I knew he was thanking God for giving me to him again. I dared not think of God, or him: God, that had given me another chance.

I lay there until morning, weak and limp, on his arm, touching it now and then to be sure it was alive, an actual flesh-and-blood arm,—that I was not a murderer. Weak as any baby: and it seemed to me—it comes to me yet as a great truth—that God had let me be born again: that He, who gave a new life to the thief in his last foul breath, had given me, too, another chance to try again. Jacky, who was the most arbitrary of nurses, coiled herself up on the foot of the bed, and kept her unwinking eyes sharp on us to enforce silence. Never were eyes more healthful and friendly, I thought feebly. But I tried all the time to press my poor head in closer to my husband's breast: I was barely free from that vacuum of death and crime, and in there were the strength and life that were to save me; I knew that. God, who had brought me to this, alone knew how I received it: whether it was a true wife that lay on Daniel Manning's bosom that night; how I loathed the self I had worshipped so long; how the misused, diseased body and soul were alive with love for him, craved a week's, a day's life to give themselves utterly to him, to creep closer to him and the Father that he knew so simply and so well. I heard him once in the night, when he thought I was asleep, say to himself something of the wife who had been restored to him, who "was dead and is alive again, was lost and is found." But how true those words were he can never know.

I fell asleep towards morning, and when I woke, it was with a clear head and stronger eye to comprehend my new chance in life. The room had a pure, fresh, daylight look, snug and tidy; a clear fire crackled on the clean hearth; Jacky herself had her most invigorating of morning faces, going off at the least hint of a joke into redness and smiles. It rained still, but the curtains were drawn back, and I could see through the gray wet what a pleasant slope of meadow there was outside, clumped over with horse-chestnuts and sycamores, down to a narrow creek. The water was fogged over now with drifting mist, but beyond I caught glimpses of low wooded hills, and far to the left the pale flush of the sea running in on the sand. My husband was watching me eagerly as I looked out.

"I do not know where I am, Daniel."

"No, of course you don't,"—rubbing his forehead, as he always did when he was especially pleased. "There's so much to tell you, Hetty dear! We're beginning all new again, you see."

"You'll not tell a word, until she's had her breakfast," said Jacky, dogmatically, coming with her white basin of cool water.
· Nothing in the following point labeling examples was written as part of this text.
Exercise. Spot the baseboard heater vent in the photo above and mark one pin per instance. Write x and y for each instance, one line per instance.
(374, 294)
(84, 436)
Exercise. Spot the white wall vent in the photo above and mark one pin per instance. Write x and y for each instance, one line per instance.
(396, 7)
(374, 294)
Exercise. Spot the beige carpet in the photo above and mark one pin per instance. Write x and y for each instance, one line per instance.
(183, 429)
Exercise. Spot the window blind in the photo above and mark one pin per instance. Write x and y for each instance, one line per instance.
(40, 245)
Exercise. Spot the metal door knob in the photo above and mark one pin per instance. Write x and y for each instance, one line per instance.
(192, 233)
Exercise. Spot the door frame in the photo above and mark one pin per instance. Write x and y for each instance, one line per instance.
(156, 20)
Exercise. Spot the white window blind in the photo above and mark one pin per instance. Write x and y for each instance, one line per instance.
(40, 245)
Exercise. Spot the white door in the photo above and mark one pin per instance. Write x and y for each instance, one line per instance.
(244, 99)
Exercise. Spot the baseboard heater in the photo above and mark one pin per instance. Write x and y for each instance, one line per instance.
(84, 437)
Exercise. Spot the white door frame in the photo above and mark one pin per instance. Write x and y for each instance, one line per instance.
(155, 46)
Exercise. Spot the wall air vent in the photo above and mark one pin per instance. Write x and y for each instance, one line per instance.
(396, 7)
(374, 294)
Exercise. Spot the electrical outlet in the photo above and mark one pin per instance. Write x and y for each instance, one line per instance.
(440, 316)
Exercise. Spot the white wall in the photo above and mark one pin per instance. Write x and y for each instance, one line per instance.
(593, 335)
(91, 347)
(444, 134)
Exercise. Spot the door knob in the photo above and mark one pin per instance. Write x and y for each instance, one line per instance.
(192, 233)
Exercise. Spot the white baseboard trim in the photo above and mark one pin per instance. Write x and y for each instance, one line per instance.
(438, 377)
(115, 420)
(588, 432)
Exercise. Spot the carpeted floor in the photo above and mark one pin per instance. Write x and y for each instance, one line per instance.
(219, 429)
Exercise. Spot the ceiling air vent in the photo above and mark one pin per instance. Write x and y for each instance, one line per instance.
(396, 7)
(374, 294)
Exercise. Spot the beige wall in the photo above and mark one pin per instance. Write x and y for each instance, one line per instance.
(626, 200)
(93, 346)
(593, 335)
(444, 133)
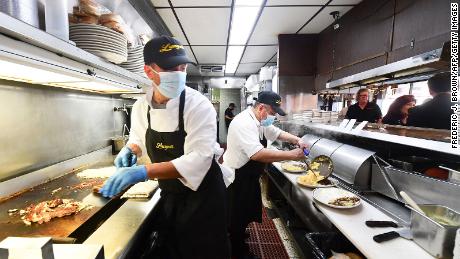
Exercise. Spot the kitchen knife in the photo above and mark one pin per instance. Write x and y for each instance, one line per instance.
(402, 232)
(382, 224)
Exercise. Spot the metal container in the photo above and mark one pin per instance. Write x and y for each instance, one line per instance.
(310, 140)
(436, 236)
(353, 165)
(24, 10)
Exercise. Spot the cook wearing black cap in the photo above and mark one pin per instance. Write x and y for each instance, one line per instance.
(176, 127)
(246, 155)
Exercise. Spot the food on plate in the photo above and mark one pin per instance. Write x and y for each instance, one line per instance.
(293, 167)
(314, 165)
(346, 201)
(97, 188)
(311, 178)
(47, 210)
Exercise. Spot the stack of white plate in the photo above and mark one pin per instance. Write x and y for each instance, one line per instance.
(334, 116)
(316, 120)
(307, 115)
(297, 116)
(135, 61)
(100, 41)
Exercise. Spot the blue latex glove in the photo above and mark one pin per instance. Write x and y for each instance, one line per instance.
(122, 178)
(125, 158)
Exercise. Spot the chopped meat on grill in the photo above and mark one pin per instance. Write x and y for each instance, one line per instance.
(47, 210)
(87, 184)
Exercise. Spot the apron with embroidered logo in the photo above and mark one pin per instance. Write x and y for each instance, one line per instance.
(191, 224)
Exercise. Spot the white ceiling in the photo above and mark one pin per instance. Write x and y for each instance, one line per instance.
(206, 25)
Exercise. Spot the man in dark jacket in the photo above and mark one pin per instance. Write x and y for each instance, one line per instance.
(363, 110)
(435, 113)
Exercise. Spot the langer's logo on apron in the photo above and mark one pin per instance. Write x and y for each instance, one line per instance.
(165, 147)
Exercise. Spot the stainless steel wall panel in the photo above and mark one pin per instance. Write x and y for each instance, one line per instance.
(324, 147)
(44, 125)
(423, 189)
(353, 165)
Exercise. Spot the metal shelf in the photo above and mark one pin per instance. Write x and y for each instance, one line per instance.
(24, 32)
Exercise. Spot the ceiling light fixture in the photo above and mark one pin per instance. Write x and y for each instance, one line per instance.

Oh, the remembrance of that plunge of cold on the hot skin, of the towel's smelling of lavender, of the hard-brushed hair, of the dainty little tray, with its smoking cup of fragrant, amber tea, and delicatest slice of crisp toast! Truly, the woman's flesh of me, having been triumphant so long, goes back with infinite relish to that first meal, and the two bright faces bent over me. And then came Teddy, slying to the pillow-side, watching my pale face and thin hands with an awe-struck gaze, and carrying off the tea and toast to finish by the hearth.

"You can't see much for the rain, mother," anxiously. "Not the orchard, nor the stable,—but there is a stable, and hay, and eggs every morning, only the gray hen's trying to set, if you'll believe it. And old Mary's in the kitchen, and we've got even Tinder and our old peacock from the Hudson."

"Eat your toast now, Captain," said his father, putting his arm about me again.

"Yes, Hetty, it's a bit of a farm,—ten or fifteen acres. Our cozery: yours and mine, dear. It's Rob's surprise,"—with the awkward laugh a man gives, when, if he were a woman, the tears would come.